Before deciding to protect any distribution points, you need to know the following information:
The location of all distribution points in the site
The location of all distribution points in the hierarchy if you support roaming
The location and available bandwidth of any slow network links
The largest package sizes you tend to distribute
You should consider protecting a distribution point if any of the following are true:
The distribution point is across a slow network link from other clients in the site
The distribution point is a branch distribution point
You frequently distribute large packages and want only clients closest to the distribution point to download content from it
You should be careful about protecting all distribution points in the site for the following reasons:
If all distribution points in the site are protected but not all boundaries are assigned to protected distribution points, a client belonging to an unassigned boundary will be unable to access any distribution points and the package will fail.

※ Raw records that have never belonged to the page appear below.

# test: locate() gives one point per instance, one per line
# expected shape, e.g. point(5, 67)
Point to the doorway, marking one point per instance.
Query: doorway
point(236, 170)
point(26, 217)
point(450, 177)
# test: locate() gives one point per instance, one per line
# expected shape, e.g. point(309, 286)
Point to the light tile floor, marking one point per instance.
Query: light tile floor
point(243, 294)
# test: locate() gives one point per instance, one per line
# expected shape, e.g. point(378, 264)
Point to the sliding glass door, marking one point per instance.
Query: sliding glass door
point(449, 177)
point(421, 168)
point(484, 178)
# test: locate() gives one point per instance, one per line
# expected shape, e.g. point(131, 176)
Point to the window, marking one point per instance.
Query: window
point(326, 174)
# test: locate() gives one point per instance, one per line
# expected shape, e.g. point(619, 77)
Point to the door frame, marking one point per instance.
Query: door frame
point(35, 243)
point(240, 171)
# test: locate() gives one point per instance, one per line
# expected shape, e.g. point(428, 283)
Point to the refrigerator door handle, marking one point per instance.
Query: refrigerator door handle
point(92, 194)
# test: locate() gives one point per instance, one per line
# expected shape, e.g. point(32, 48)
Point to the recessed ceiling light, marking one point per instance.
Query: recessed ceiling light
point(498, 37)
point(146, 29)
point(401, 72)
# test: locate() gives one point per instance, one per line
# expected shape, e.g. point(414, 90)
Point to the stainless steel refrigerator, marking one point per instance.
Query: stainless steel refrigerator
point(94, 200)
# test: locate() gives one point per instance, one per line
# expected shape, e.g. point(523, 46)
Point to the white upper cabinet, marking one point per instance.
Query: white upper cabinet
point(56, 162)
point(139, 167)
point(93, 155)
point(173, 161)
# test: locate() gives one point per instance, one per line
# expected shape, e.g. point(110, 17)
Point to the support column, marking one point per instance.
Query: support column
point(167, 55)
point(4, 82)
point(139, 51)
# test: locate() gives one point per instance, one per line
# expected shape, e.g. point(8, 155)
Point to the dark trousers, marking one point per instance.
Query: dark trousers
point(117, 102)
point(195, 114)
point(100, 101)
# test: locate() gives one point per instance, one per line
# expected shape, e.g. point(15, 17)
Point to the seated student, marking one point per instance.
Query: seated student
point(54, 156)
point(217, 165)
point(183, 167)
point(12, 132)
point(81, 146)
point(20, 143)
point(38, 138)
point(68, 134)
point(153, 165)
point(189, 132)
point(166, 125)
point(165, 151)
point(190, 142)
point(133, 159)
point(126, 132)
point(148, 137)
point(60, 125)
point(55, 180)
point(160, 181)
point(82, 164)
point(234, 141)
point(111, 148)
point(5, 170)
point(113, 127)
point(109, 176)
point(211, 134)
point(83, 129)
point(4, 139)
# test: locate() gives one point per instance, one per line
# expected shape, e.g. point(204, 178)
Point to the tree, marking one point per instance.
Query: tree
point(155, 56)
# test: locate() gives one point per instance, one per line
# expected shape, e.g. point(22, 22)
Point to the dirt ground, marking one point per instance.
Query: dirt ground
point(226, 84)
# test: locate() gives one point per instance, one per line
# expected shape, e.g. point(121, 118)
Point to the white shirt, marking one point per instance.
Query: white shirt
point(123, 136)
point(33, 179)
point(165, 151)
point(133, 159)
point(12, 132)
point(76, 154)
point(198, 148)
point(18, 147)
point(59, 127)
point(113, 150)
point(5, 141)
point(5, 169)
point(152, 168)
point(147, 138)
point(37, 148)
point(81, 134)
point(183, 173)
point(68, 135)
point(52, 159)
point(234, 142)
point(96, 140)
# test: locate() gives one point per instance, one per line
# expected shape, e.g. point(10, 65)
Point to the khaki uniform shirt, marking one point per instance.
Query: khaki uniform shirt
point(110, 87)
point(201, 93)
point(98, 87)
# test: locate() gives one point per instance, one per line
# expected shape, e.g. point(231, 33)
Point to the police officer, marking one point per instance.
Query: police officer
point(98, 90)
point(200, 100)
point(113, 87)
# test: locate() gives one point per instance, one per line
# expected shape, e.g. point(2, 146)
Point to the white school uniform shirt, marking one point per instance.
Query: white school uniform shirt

If a client roams to a new site and the package is not available in the resident site, the client will attempt to fall back to the assigned site but will fail if all of the distribution points in the assigned site are protected. For more information about roaming scenarios involving protected distribution points.
If you protect your distribution points, for each advertisement or software update deployment that you create, you must consider whether to allow clients to fall back to unprotected distribution points when the content is not available on the protected distribution point. Before making the decision, consider the following factors:
If the package is very large and would consume too much bandwidth, you can prevent fallback to unprotected distribution points, understanding that the clients might not receive the content at all.
If the package is small or if the content is critical, you can allow fallback to unprotected distribution points.